Labor analgesia of DPE combined with the PIEB mode has not been well evaluated. Song et al2 showed that there was no significant difference in the consumption of ropivacaine between the DPE+CEI and EP+CEI groups, but the anesthetic consumption in the EP+PIEB group was reduced compared to the EP+CEI group. We found only one previous study by Yao et al22 on comparing DEP+PIEB and EP+PIEB, which was consistent with our study that there were no differences between groups in ropivacaine consumption, patients requiring PCEA, physician top-up interventions and the time to first PCEA request. Yao et al22 did not report the onset time of adequate analgesia.

Our findings suggest that, compared with the EP technique, the DPE technique does not increase the side effects of epidural analgesia, especially the risk of postdural puncture headache and hypotension, which is consistent with previous reports.2,3,22 Many studies have demonstrated that PIEB produced less motor block compared with CEI during maintenance of labor analgesia.5,23 Both groups in our study were maintained with a PIEB during labor analgesia, and no patient in either group had a Bromage score >0. However, Yao et al22 found that the incidence of Bromage score >0 in DEP+PIEB and EP+PIEB was 7.1% and 6.5%, respectively. The possible reason for the different results is that we used a lower concentration of local anesthetics (0.0625% ropivacaine) than Yao et al22 (0.1% ropivacaine) in the maintenance period of labor analgesia. In our study no patient developed asymmetric block in both groups, in the study by Song et al2 the incidence of asymmetric block in the PIEB+DPE group is 5.3% and in the study by Chau et al3 the DPE group has a lesser incidence of asymmetric blocks for the first 30 min (40%) and after 30 min (10%) initial dosing than the traditional epidural technique group. Our findings that no patients had postdural puncture headache were consistent with previous reports3,16,22 in the DPE group.

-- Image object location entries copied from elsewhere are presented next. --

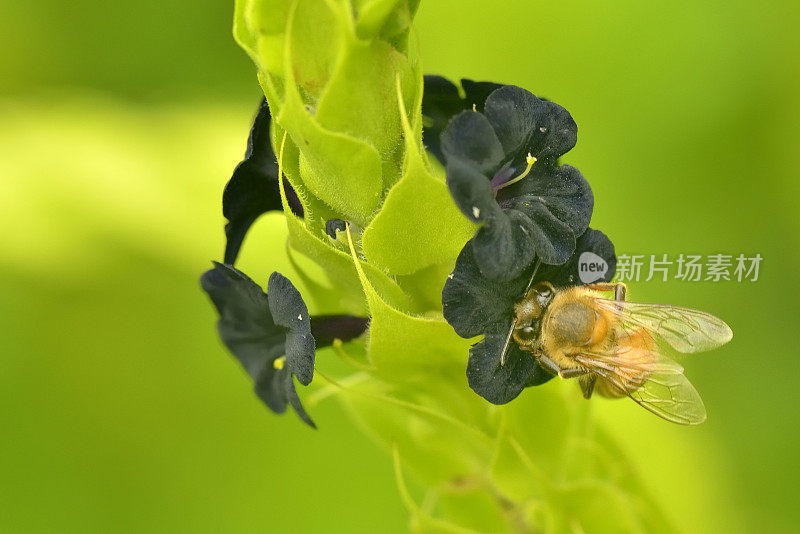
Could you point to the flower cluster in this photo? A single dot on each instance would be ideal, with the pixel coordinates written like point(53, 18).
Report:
point(503, 173)
point(272, 334)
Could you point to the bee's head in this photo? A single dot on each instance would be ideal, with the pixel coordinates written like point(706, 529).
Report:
point(528, 313)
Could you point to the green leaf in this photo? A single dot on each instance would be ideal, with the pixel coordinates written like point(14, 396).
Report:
point(406, 236)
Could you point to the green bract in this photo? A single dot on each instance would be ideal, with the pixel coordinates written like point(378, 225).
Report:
point(502, 172)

Our study has several limitations. First, we recorded only fetal heart tracings and Apgar scores, but did not record uterine contractions and fetal blood gases. Second, we recorded the sensory block levels 30 minutes after the end of the loading dose, limiting our ability to obtain sensory block levels at other time points. Finally, due to the absence of other studies on the combination of DPE and PIEB with 0.0625% ropivacaine, we chose a moderate volume of local anesthetic for initial and intermittent administration based on other8,9 and our studies12 and the routine of our institution.

Conclusion

In summary, when EP or DPE were combined with PIEB techniques, the DPE technique provided the early onset of analgesia. However, in the maintenance of labor analgesia, this mode was not shown to provide any additional benefit.

Data Sharing Statement

The data collected for this study can be shared with researchers in de-identified form after the publication date, and in the presence of a data transfer agreement, and if it complies with China legislation. Requests for data and study proposal should be directed to [email protected], including a proposal that must be approved by the trial’s steering committee.

Funding

This work was supported by the Guangzhou Health Science and Technology Project (20251A011030).

Disclosure

The authors report no conflicts of interest in this work.